\ifdefined\isarxiv
\else 
\vspace{-0mm}
\fi
\section{Related work}\label{sec:related}
\ifdefined\isarxiv
\else
\vspace{-0mm}
\fi

\paragraph{Federated Learning}
Current federated learning follows two paradigms. The first paradigm asks every client to learn the model using private data and communicate in model parameters. The second one uses encryption techniques to guarantee secure communication between clients.  In this paper, we focus on the first paradigms \cite{dcm+12,ss15,mmra16,mmr+17,hlsy21}. 
There is a long list of works showing provable convergence algorithm for FedAvg types of algorithms in the field of optimization \cite{lhy+20,ljz+21,hlsy21,kmr19,yyz19,wts+19,kkm+20}. One line of research \cite{lhy+20,kmr19,yyz19,wts+19,kkm+20} focuses on standard assumptions in optimization (such as, convex, smooth, strongly-convex, bounded gradient).
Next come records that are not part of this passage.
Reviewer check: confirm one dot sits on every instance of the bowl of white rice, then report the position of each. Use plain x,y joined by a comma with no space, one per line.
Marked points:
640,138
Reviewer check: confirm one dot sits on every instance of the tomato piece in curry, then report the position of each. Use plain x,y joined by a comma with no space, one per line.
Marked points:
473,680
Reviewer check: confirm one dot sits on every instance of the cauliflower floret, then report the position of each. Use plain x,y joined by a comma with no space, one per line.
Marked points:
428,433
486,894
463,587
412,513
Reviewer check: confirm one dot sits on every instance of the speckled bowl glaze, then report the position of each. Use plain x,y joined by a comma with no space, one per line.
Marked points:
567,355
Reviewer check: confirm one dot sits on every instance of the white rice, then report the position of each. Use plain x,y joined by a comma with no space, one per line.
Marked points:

The other line of work \cite{ljz+21,hlsy21} proves the convergence in the regime where the model of interest is an over-parameterized neural network (also called NTK regime \cite{jgh18}). Extensions to general partial device participation, and arbitrary communication schemes have been well addressed in \cite{Avdyukhin21, Haddadpour19}.


\paragraph{Scalable Monte Carlo methods} SGLD \cite{Welling11} is the first stochastic gradient Monte Carlo method that tackles the scalability issue in big data problems. Ever since, variants of stochastic gradient Monte Carlo methods were proposed to accelerate the simulations by utilizing more general Markov dynamics \cite{yian2015,completeframework,Chen14}, Hessian approximation \cite{Ahn12}, parallel tempering \cite{deng2020}, as well as higher-order numerical schemes \cite{Chen15, Li19,ccbj18,Yian_underdamped,Yian_higher,shen2019randomized}.


\paragraph{Distributed Monte Carlo methods}

Sub-posterior aggregation was initially proposed in \cite{Neiswanger13, wang13, Minsker14} to accelerate MCMC methods to cope with large datasets. Other parallel MCMC algorithms \cite{Nishihara14, Ahn14_icml, chen16_distributed, Chowdhury18, Li19_v2} propose to improve the efficiency of Monte Carlo computation in distributed or asynchronous systems. \cite{gghz20} proposed stochastic gradient Monte Carlo methods in decentralized systems. \cite{agxr21, F-SGLD, hw+21} introduced empirical studies of posterior averaging in federated learning. 

\paragraph{A Concurrent Work}
Parallel to our work, QLSD \cite{Maxime2021} also studied the convergence of SGLD in federated settings and a compression operator was proposed to alleviate the communication overhead. By contrast, we follow the tradition in the FL community and achieve this target by solely conducting multiple local steps to balance accuracy and communication. Other interesting Bayesian federated learning algorithms can be found in \cite{FedPop, Personalized_FL_Bayes}. Our averaging scheme is deterministic and may be limited when activating all the devices is costly; we also refer interested readers to the study of federated averaging Langevin dynamics based on a probabilistic averaging scheme in \cite{Vincent_2022}.





% \paragraph{Notation}

% For any positive integer $n$, we use $[n]$ to denote the set $\{1,2,\cdots,n\}$.
% Let $N$ denote the number of clients.  For each $c \in [N] $, we use $f^c$ and $\nabla f^c$ as the loss function and gradient of the function $f^c$ in client $c$. $\nabla \tilde f^c(\cdot)$ is the \emph{unbiased} stochastic gradient of $\nabla f^c$. In addition, we denote $p_c$ as the weight of the $c$-th client such that $p_c=\frac{n_c}{\sum_{i=1}^{N} n_i}\in(0, 1)$, where $n_c>0$ is the number of data points in the $c$-th client. Let $T_{\epsilon}$ denote the number of global steps to achieve the precision $\epsilon$. Let $K$ denote the number of local steps and hence ${T_{\epsilon}}/{K}$ denotes the number of communications.